Chi è ’sto Vegas?’ si sono chiesti i consiglieri comunali non del Pdl quando hanno visto il suo nome tra i candidati. A Milano non lo conoscono in molti. Si è allontanato da tempo dalla città in cui è nato nel 1951. La sua carriera l’ha costruita tutta a Roma, all’ombra di Giulio Tremonti: è stato suo collaboratore e poi suo viceministro dell’Economia. Dopo essere stato senatore del Pdl e aver avuto responsabilità politiche e di governo, è stato messo a presiedere una delicata autorità che dovrebbe essere invece indipendente e lontana dalla politica: la Consob, la commissione che vigila sui mercati finanziari e sulle società quotate in Borsa. In Italia si fa così.

Da presidente della Consob, proprio nei mesi scorsi si è distinto per una gestione tutt’altro che sopra le parti del caso Fonsai-Unipol. Invece che arbitro imparziale e rigoroso custode delle regole del mercato, Vegas ha guidato la sua Authority fiancheggiando il progetto di fusione di Fonsai dentro Unipol, come vogliono le banche e la politica. Tanto da essere bacchettato dal pm milanese che indaga sulla fusione, Luigi Orsi. E tanto da provocare le proteste perfino di uno dei commissari della Consob, Michele Pezzinga, insorto contro il comportamento di un presidente che si muove come una sorta di “consulente privato” di uno degli operatori sul mercato, la Unipol.

Proprio in mezzo a questi guai, è partita la controffensiva di Vegas, che per avere buona stampa e interrompere i fischi riservati a un arbitro schierato, è riuscito a ottenere l’Ambrogino, un premio a cui i milanesi sono molto affezionati. Per arrivarci, è riuscito a schierare tutti i consiglieri milanesi del Pdl. E perfino la sua fidanzata. Chissà se a Pisapia, uomo retto e rigoroso, tremerà la mano quando sarà costretto a consegnargli la medaglia civica.

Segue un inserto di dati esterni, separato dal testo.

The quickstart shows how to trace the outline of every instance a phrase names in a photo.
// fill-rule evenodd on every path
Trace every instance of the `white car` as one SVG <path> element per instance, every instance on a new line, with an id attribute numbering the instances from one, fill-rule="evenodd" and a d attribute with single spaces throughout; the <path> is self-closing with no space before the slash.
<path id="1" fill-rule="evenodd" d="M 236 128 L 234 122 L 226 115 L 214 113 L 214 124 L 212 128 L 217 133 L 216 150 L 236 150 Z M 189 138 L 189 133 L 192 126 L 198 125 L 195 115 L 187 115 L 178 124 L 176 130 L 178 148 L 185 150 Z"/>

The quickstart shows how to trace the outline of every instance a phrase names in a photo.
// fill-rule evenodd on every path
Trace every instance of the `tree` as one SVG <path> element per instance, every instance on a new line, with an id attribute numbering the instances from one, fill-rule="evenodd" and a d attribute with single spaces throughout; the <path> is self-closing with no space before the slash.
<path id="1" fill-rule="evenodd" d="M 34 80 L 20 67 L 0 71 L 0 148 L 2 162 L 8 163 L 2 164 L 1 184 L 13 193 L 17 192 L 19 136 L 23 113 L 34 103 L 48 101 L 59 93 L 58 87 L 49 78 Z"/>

Per il resto, ci sono anche buone notizie, nella Milano della prima della Scala e degli Ambrogini d’oro. Le 24 medaglie del premio saranno consegnate anche a personaggi di valore come Carlo Smuraglia, presidente dell’Anpi; Nando dalla Chiesa, presidente onorario di Libera e guida della commissione milanese antimafia; don Massimo Mapelli, anima della Casa della Carità. Tra i premiati, anche Denise Cosco, la figlia della testimone di giustizia anti- ’ndrangheta Lea Garofalo, e il jazzista Gaetano Liguori, uomo di grandi passioni capace di innescare dibattito e attività culturale.